Does Ferguson run 'debtor's prison'? Lawsuit targets a source of unrest.
A harsh regime of fees for minor violations landed many Ferguson, Mo., residents in jail and fueled last summer's unrest. Now a lawsuit is taking aim at the system as some signs of progress emerge.
A lawsuit filed Sunday aims to correct one of the driving factors behind the racial unrest in Ferguson, Mo., last summer: a local court system that, critics say, systematically jailed people too poor to pay fines accumulated from traffic tickets or other minor infractions.
A kind of 19th-century "debtor's prison" has been in place for years in Ferguson and nearby Jennings, Mo., say those who filed the lawsuit. The result, they add, is "a Dickensian system that flagrantly violates the basic constitutional and human rights of our community’s most vulnerable people."
The lawsuit comes at a time when several states and cities – including Ferguson – are beginning to address the grievances laid bare last summer. Ferguson has just not gone far enough or fast enough, the lawsuit claims.
As of last October, many small towns near St. Louis with majority black populations collected more money from traffic fines and court fees than from property and sales taxes, according to a report by Better Together, a St. Louis-area grass roots group.
In Ferguson, where two-thirds of the 21,000 residents are black, court-related revenues were the second largest source of city income, accounting for $2.6 million of the $20 million in total revenue, the report found. And in 2013, Ferguson issued almost 33,000 arrest warrants, more than one per resident, for unpaid fines for minor violations – though many were issued for non-residents.

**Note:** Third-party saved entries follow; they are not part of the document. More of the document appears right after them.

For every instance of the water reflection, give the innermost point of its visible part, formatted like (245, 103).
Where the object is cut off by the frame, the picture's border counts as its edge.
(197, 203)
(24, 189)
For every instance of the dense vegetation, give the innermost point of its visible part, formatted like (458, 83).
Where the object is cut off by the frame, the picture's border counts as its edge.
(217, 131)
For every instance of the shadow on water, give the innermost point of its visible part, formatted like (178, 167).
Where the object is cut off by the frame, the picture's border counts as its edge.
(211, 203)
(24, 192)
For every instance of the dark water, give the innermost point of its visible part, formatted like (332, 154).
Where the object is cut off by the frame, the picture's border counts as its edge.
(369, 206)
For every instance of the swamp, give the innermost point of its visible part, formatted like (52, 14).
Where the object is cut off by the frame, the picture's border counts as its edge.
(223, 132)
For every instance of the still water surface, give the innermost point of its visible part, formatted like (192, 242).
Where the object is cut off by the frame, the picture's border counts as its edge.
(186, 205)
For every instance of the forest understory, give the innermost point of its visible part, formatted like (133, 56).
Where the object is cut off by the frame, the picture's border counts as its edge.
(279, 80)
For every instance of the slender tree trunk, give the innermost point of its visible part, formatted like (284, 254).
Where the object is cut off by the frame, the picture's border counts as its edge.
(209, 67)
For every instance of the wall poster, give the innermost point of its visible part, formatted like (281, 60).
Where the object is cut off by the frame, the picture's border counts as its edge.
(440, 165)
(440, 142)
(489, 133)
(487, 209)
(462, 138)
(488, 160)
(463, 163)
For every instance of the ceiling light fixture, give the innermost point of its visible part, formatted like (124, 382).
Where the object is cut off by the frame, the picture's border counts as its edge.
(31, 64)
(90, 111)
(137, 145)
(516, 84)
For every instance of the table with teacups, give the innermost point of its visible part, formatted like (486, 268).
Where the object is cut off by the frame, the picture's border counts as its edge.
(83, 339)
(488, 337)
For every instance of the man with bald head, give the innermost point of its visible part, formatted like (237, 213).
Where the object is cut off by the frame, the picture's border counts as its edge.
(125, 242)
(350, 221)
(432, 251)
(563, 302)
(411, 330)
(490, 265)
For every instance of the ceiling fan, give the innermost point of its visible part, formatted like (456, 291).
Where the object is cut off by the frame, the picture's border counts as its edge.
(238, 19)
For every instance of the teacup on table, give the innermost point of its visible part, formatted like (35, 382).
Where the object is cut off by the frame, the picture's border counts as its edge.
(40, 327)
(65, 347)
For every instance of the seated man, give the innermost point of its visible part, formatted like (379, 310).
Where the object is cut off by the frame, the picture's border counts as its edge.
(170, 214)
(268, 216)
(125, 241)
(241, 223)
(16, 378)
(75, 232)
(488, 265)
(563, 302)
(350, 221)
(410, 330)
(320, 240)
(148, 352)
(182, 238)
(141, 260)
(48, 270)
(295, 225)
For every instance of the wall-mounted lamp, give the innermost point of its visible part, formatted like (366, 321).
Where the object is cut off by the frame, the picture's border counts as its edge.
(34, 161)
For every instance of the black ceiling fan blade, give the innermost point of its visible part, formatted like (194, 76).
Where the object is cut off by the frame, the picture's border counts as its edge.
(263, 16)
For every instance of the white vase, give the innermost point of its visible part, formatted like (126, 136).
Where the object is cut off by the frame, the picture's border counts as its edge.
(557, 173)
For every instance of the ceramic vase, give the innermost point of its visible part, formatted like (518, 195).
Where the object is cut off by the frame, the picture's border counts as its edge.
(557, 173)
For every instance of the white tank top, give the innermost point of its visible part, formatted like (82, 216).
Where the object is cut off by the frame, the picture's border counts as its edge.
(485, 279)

"The practice of using fines and fees to impose ‘hidden taxes’ on the poorest populations is evident," the report said.
When riots broke out in Ferguson last August after a white police officer shot Michael Brown, an unarmed black man, many local observers suggested Ferguson's fee system had been a primary factor in building racial tensions to the breaking point.
The class action federal lawsuit filed Sunday takes aim at that system. It is being brought by lawyers from the Equal Justice Under Law of Washington, Arch City Defenders of St. Louis, and Saint Louis University School of Law on behalf of several plaintiffs jailed by Ferguson.
“Thousands of people ... take money from their disability checks or sacrifice money that is desperately needed by their families for food, diapers, clothing, rent, and utilities to pay ever increasing court fines, fees, costs, and surcharges,” claims the lawsuit, filed in United States District Court in eastern Missouri. “They are told that, if they do not pay, they will be thrown in jail. The cycle repeats itself, month after month, for years.”
But Ferguson officials have already begun to address the issue, and there are signs the municipal system in the region is beginning to change.
In September, the Ferguson City Council voted to cap municipal court income at 15 percent of total revenues. It also eliminated a fee for towing cars and dropped the arrest warrants for hundreds of residents who had not paid their fines.
In December, the Missouri Supreme Court told municipal courts they had to hold hearings – a costly and time-consuming process – before issuing warrants. The state high court also ruled courts must allow installment plans or waive or reduce fines for low-income residents.
Other states such as Colorado, Ohio, and Washington State have also attempted to better balance the process of budgeting, policing, and levying fines as civil libertarians and public activists begin to call attention to the issue, according to reports.
To the groups involved with the lawsuit, Ferguson and Jennings are emblematic of the nationwide need to reform harsh fee regimes that disproportionately penalize the poor.
“We've seen the rise of modern American debtors prisons, and nowhere is that phenomenon more stark than in Ferguson and Jennings municipal courts and municipal jails," Alec Karakatsanis, co-founder of Equal Justice Under Law, told NPR. "We have people languishing in grotesque conditions, solely because of their poverty."